Les maîtres de Plossu sont Corot et Malevitch ; deux peintres dont il est difficile de rapprocher le propos, sinon par l’élégant quiétisme de chacun. Au fil des années passées au Nouveau Mexique, on voit, peu à peu, moins de Corot et plus de Malevitch dans ses photographies ; le paysage de Corot, le jardin de lumière, est rendu plus âpre par l’expérience de la solitude américaine, et se transforme en jardin de poussière, jardin de cendres. Ce qui ne veut aucunement dire que Plossu est devenu un photographe américain, transformation impossible et qu’il ne souhaite pas. Il n’a jamais vraiment troqué son humanisme européen pour le nihilisme américain, ni abandonné son pathos pour l’ironie américaine. Mais il est parvenu à une compréhension qui lui permet de faire coexister les deux points de vue dans sa perception.

Pendant son séjour au Nouveau Mexique, Plossu a appris que la photographie américaine ne se résumait pas à un index iconographique de sujets exotiques, brillants dans leur banalité, mais qu’elle était surtout un ensemble d’attitudes, de stratégies, d’idéologies picturales, tout à la fois déterminant la compréhension que l’Amérique a d’elle-même et déterminées par elle. Le travail américain de Plossu a des antécédents ; il avait trouvé le Nouveau Mexique au Sénégal bien avant de trouver le Sénégal au Nouveau Mexique. Métaphoriquement, Plossu connaissait déjà le désert américain avant de décider de s’y installer.

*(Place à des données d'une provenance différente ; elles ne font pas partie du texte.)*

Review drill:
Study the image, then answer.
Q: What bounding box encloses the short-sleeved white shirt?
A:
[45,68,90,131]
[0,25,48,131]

Plossu n’a jamais abandonné l’Europe ni la tradition photographique française ; il a, plutôt, ajouté un monde au monde qui lui appartenait de naissance. Il y a quelque chose d’ouvertement romantique dans l’image d’un photographe français qui lit Céline dans une Ford garée pour la nuit sur le plateau lunaire de Monument Valley. Quelque chose de troublant se produit autour d’un jeune père surveillant son fils, mi-américain et tant aimé, qui joue parmi les plants de sauge du haut désert du Nouveau Mexique.

Évidemment, il y a quelque chose de plus : les images de Plossu, éloquentes en elles-mêmes, sont aussi des éclats de la réalité américaine de Bernard Plossu. On ne peut pas démêler l’écheveau des influences qui font d’un artiste ce qu’il est, mais ces fragments sont des pièces de ce qui fait l’homme et le photographe. Malgré sa culture, son intelligence, Plossu photographe tire plus de son expérience directe que d’une stratégie ou de théorie. S’il y a une explication rationnelle à l’affinité qu’il revendique avec les peintres expressionnistes allemands, elle tient sans doute à leur foi en l’art comme moyen de transformer l’expérience quotidienne en un langage d’émotion universel.

Dans un sens strictement professionnel, Bernard Plossu a mis son identité artistique en danger en se déplaçant entre deux traditions photographiques nettement marquées ; il a lui-même pris le risque d’être un Français exilé en Amérique, jamais un Européen tout à fait assimilé, mais si bien façonné par son expérience américaine qu’il aurait pu se sentir à moitié étranger dans sa France natale. Cela ne s’est pas passé ainsi, parce que Plossu est un juge sévère de ses influences, et se sert de son environnement plus qu’il n’est marqué par lui.

Si son sens de la lumière et de l’espace, c’est-à-dire de la forme, a changé entre Paris et Santa Fé, on peut penser que c’est moins à cause des différences objectives entre ces lieux – si importantes soient-elles – qu’à cause des différences que ces lieux ont amenées dans sa sensibilité. Au-dessus des hasards des lieux et des traditions, Plossu se tient, en un sens, aux frontières des cultures.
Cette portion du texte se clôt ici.